今日の写真を撮り忘れたので、代わりに、去年スタッフゆうこりんが富士山登山した際の写真をどうぞ!って食べてるシーンっていうだけで、ぜんぜん関係ないけど。(笑)★
パーティーから一夜明けて、8月3日。ああ、もう8月なんだな。昼頃、昨日の機材を発行人のゴトウさんが車で届けてくれて、イヴェントは完全終了した。力を振り絞ってのライブ翌日は、大抵へろへろになってしまうもので、今日もやはりへろへろ。家に買い置いてあったレトルトのうなぎをうな丼にしてパワーをつける。明日締め切りの原稿が待っているので、へろっている場合じゃないのだ。午後、早速作業に取り掛かる。夜、スタッフゆうこりん共々、浅草の焼肉点‘本とさや’に行き、がっつりお肉を食べる。昼がうなぎで夜が焼肉ってカロリー取りすぎじゃないですか?いやいや、明後日から手術後数日間、断食状態になるので、しっかりとパワーをつけておかないと。家に戻って作業を再び開始。朝、6時にUP。ああ、これでなんとか入院前の大きな作業はすべて終わったなあ。

08.08.02(晴れ)

吉田さんと、ニャー!!この人、もんのすごい色男なのに、こうゆうことやっちゃうところがス・テ・キ。★

お客様が続々と来店。そしておいしいお料理を堪能。★

Bonzour Japon発行人、ゴトウヒロシ氏と編集長猫沢から、ご挨拶でイヴェントは幕をあけました。★

猫沢ライブ。いやー、盛り上がった!★

マイア・バルーちゃんのライブ。素晴らしい音楽性、演奏・歌唱力。そして、ノリがやっぱりラテン人!★

盛り上がってます!って一番楽しんでいるのは、もしかして私??★

バカナルさんが‘BONZOUR’ロゴのグジェールを作ってくださいました。グジェールは、ブルゴーニュ地方のスペシャリテで、白ワインなどに合う軽いシュー生地のおつまみ。★

本日、いよいよBonzour Japon一周年記念パーティー。昼前に起きて、やってきたスタッフゆうこりんと共に、機材のチェックと持って行くものをそろえる。先に機材を車で運んでもらい、私たちは電車で今日の会場、AUX BACCHANALESさんのある永田町へ向かう。しかし暑い…!夏の祭りで寒かったら様にならんでしょうとは思うが、ここまでやってくるお客さんのことを考えると、この暑さ、なかなか申し訳ないキモチ。

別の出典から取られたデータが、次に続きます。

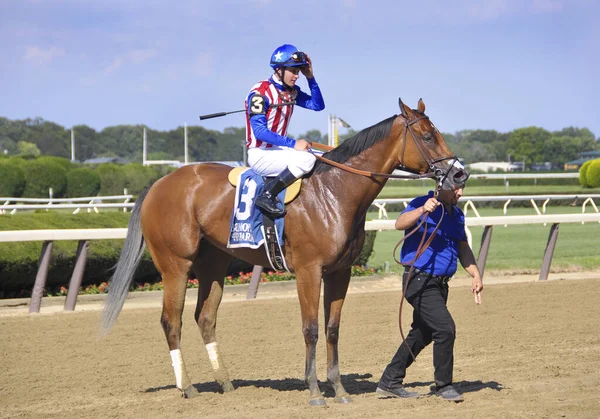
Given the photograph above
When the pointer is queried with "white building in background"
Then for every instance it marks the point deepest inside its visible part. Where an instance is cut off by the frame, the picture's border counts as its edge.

バカナルさんに到着すると、相変わらずノリのいいギャルソン軍団、その中でもとりわけ盛り上げ隊長のムッシュ・吉田が、店内中に猫のお面を作ってデコレーションしてくれている。この手作り感!このイヴェントを楽しもうとする心意気が大好き。しかも、お金をかけるとかそうゆうことじゃなくて、基本が‘家でやる、誕生会’精神なのがいい。私はすでに38歳だけど、未だに誰かの誕生会を家でやるときには、写真を切り抜いた飾りだの、折り紙をわっかにしてつないだやつだので、部屋を飾る。子供の頃の純粋な‘めでたい!’というわくわく感は、死ぬまで失いたくないものだと思う。さて、今日は準備の時間がとても短い。会場設置予定時間の17時をまわると各自準備におおわらわとなる。DJ機材のトラブルが続出して、自分の準備の甘さがすぐさま露呈する。他にも至らない点がたくさん出てきてしまい、頭をかかえるも、反省している場合じゃない。なんとかしないと。とはいえ、ライブもしなければいけない身で、結局は周りのスタッフさんや出演者の方々の多大な協力で乗り切った。ここは肝に命じて、後で反省点をきっちりあげ、次のイヴェントの改善点にしないと。会場時間になって、続々とお客様がご来場。今回は、バカナルさんの美味しいお料理付ということで、ビュッフェスタイルのお食事をまずは楽しんでもらう。イヴェントが時間通りにスタート。Bonzour Japonの連載陣のひとり、梶野彰一くんのDJでいい音楽が流れ、マイアちゃんと私の‘フランス・ニッポン文化比較論’トークショー、その後、猫沢バンドライブ、そしてマイアちゃんバンドライブと進んで行く。お客様にはとても楽しんでいただけたようで、一安心。ライブ後、日本在住のフランス人イヴェンターが「まるで、パリのライブに遊びにきているようだったよ!」と、絶賛してくれてとても嬉しかった。私たちが目指したのは、まさにこうゆう雰囲気のものだったから。とにかく、いろんな方の協力の末、パーティーは大成功!だったが、裏方の側面では、反省点がとても多いイヴェントであったのは、確か。家に戻ってからも、個人的に非常に情けない気持ちでさっそく至らない点をメモした。忘れないうちに、はっきりと記憶しておきたかったのだ。それでも、Bonzour Japonのスタッフ、バカナルさんスタッフ、そして出演してくれた梶野くんやマイヤちゃん、本当にがんばってくれて感謝の言葉もない。次回はさらに良いイヴェントにしたいと思いますので、今回、来られなかった方々も、ぜひ次回はお越しくださいね!

08.08.01(晴れ)

ママー、遊んでニャ。ごめんよー、最近忙しくてかまってあげてないもんね。★
Bonzour Japon一周年記念パーティーを明日に控え、朝からばたばたのばったばた。電話とメール、スカイプなどあらゆる通信機器をとっかえひっかえしつつ、明日の機材の準備などを急ピッチで進める。いやもう、前日にこんなことをやっていること事態がよろしくないのは十分わかっているのだけど、今回ばかりはどうしようもなかった。どうしようもなくとも、明日を成功させねばならないわけで、できることを一生懸命やるしかない。終日ばたばたし通しで、結局作業を終えて、寝たのが夜中3時すぎ。あんたは裏方でもあるけれど、楽器でもあるのだから、ちゃんと寝ることも仕事ですよ。と、自分をすばやく寝かしつける。